FD: I work at Amazon, I also started my career in a time where I had to submit paper requests for servers that had turn around times measured in months.

I just don't see it. Given the nature of the services they offer it's just too risky not to use as much managed stuff with SLAs as possible. k8s alone is a very complicated control plane + a freaking database that is hard to keep happy if it's not completely static. In a prior life I went very deep on k8s, including self managing clusters and it's just too fragile, I literally had to contribute patches to etcd and I'm not a db engineer. I kept reading the post and seeing future failure point after future failure point.

The other aspect is there doesn't seem to be an honest assessment of the tradeoffs. It's all peaches and cream, no downsides, no tradeoffs, no risk assessment etc.

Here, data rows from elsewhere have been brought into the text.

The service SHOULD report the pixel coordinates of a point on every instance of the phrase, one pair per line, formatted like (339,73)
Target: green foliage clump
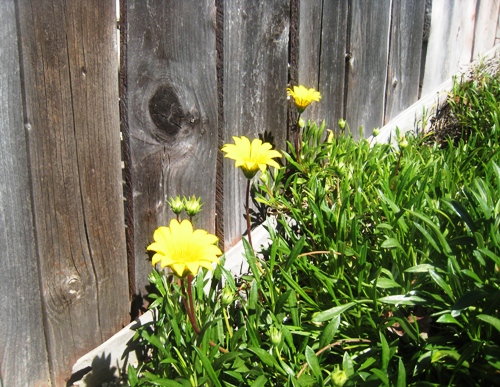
(384,269)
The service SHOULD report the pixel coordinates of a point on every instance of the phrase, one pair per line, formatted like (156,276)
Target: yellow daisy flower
(251,156)
(183,249)
(303,96)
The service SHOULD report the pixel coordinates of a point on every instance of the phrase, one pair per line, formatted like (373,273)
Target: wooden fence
(191,74)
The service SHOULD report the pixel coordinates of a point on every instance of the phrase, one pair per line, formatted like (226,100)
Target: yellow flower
(251,156)
(303,96)
(183,249)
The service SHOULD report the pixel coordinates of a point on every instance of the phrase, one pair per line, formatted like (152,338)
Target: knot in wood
(165,110)
(73,287)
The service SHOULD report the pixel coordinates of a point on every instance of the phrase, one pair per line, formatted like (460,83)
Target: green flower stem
(188,302)
(189,305)
(247,203)
(228,326)
(297,138)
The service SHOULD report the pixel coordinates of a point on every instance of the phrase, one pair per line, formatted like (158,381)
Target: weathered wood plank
(172,111)
(69,52)
(309,49)
(367,67)
(487,19)
(333,62)
(450,41)
(403,72)
(255,81)
(23,353)
(417,117)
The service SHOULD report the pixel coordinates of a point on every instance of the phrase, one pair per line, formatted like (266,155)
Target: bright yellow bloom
(303,96)
(251,156)
(183,249)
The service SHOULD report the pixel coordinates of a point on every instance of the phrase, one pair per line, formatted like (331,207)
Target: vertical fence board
(333,62)
(487,19)
(255,80)
(403,74)
(309,49)
(71,85)
(23,353)
(450,41)
(172,104)
(367,66)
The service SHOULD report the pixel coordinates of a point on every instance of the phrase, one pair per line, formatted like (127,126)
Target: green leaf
(297,288)
(332,312)
(329,332)
(386,283)
(423,268)
(402,299)
(386,353)
(267,359)
(391,243)
(133,380)
(251,259)
(490,320)
(442,284)
(260,381)
(448,319)
(347,365)
(207,365)
(381,375)
(401,382)
(313,362)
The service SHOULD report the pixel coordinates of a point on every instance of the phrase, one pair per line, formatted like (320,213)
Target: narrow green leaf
(386,353)
(401,381)
(297,288)
(490,320)
(267,358)
(207,365)
(332,312)
(391,243)
(312,361)
(251,259)
(381,375)
(260,381)
(386,283)
(448,319)
(442,284)
(402,299)
(423,268)
(347,365)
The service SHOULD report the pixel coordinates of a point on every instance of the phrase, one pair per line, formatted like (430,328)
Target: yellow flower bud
(176,204)
(192,206)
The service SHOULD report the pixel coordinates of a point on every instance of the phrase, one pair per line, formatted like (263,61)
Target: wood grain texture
(69,55)
(309,49)
(23,353)
(367,71)
(255,81)
(403,73)
(332,65)
(172,103)
(450,42)
(486,24)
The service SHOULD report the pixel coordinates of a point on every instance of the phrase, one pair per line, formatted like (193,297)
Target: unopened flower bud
(339,378)
(275,336)
(176,204)
(264,177)
(227,297)
(403,142)
(329,139)
(192,206)
(302,123)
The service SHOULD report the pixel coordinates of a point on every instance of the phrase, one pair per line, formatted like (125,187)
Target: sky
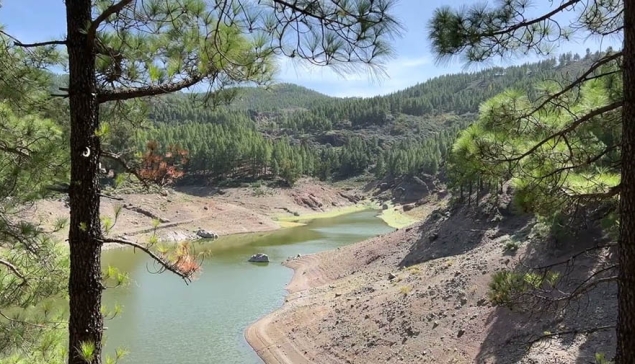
(37,20)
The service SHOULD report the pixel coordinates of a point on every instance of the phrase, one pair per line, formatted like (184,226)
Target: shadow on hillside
(447,233)
(511,333)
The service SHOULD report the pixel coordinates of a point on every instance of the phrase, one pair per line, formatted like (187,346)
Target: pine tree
(33,268)
(139,49)
(564,148)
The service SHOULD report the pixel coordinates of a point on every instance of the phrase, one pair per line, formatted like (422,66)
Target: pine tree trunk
(626,243)
(84,288)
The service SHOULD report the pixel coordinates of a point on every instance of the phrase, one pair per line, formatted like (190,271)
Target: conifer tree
(121,50)
(562,138)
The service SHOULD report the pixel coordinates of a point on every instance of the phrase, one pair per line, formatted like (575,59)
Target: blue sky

At another big-4 hyperscaler, we ended up with substantial downtime and a lossy migration because they didn’t know how to manage kubernetes.

Microk8s doesn’t use etcd (they have their own, simpler thing), which seems like a good tradeoff at single rack scale: https://benbrougher.tech/posts/microk8s-6-months-later/

The article’s deployment has a spare rack in a second DC and they do a monthly cutover to AWS in case the colo provider has a two site issue.

Spending time on that would make me sleep much better than hardening a deployment of etcd running inside a single point of failure.

What other problems do you see with the article? (Their monthly time estimates seem too low to me - they’re all 10x better than I’ve seen for well-run public cloud infrastructure that is comparable to their setup).

Managing a complex environment is hard, no matter whether that’s deployed on AWS or on prem. You always need skilled workers. On one platform you need k8s experts. On the other platform you need AWS experts. Let’s not pretend like AWS is a simple one-click fire and forget solution.

And let’s be very real here: if your cloud service goes down for a few hours because you screwed something up, or because AWS deployed some bad DNS rules again, the world moves on. At the end of the day, nobody gives a shit.

Maybe I've drank the koolaid but I've done both a lot of systems level work and AWS work (I don't actually use any AWS stuff in my role here interestingly) and I think for a business that needs a handful of hosts in 2 AZs I can't imagine the ROI and risk profile being better to self host.

AWS truly does let you focus on your business logic and abstracts a TON of undifferentiated work and well beyond the low hanging fruit of system updates and load balancing.

I guess put another way, providing a SaaS you need to have an SLA, those SLAs flow from SLO and SLIs and ultimately a risk profile of your hw and sw. The risk of a bad HBA alone probably means a day of downtime if you don't do things perfectly. AWS has bad HBAs, CPUs, memory, disks etc all day long every day and it's not even a blip for customers, never mind downtime. And if you don't model bad HBAs in your SLAs then your board is going to be pissed when that outage inevitably happens.

Now if you don't have SLAs and you like sysops, networkops, clusterops, dbops work then sure, YOLO.

I'm wondering if changes to tax and accounting rules for CapEx is what really sent companies to the cloud. I do know that a lot of VC-backed companies don't want to own anything physical because that's a problem to be solved by the company that acquires them a few years down the road.

Indeed Kubernetes is problematic for the complexity and fragility reasons. It's a scalability problem, it's designed for big scale with kube staffs and situations where cost savings from bin packing etc outweigh costs of the resulting complexity.

But, SLAs are no good (who cares about getting refunded).

I agree that a business should use Kubernetes only if there is a clear need for that level of infrastructure automation. It's a time and money mistake to use K8s by default.

Variants like k3 are not as complicated and problematic as k8.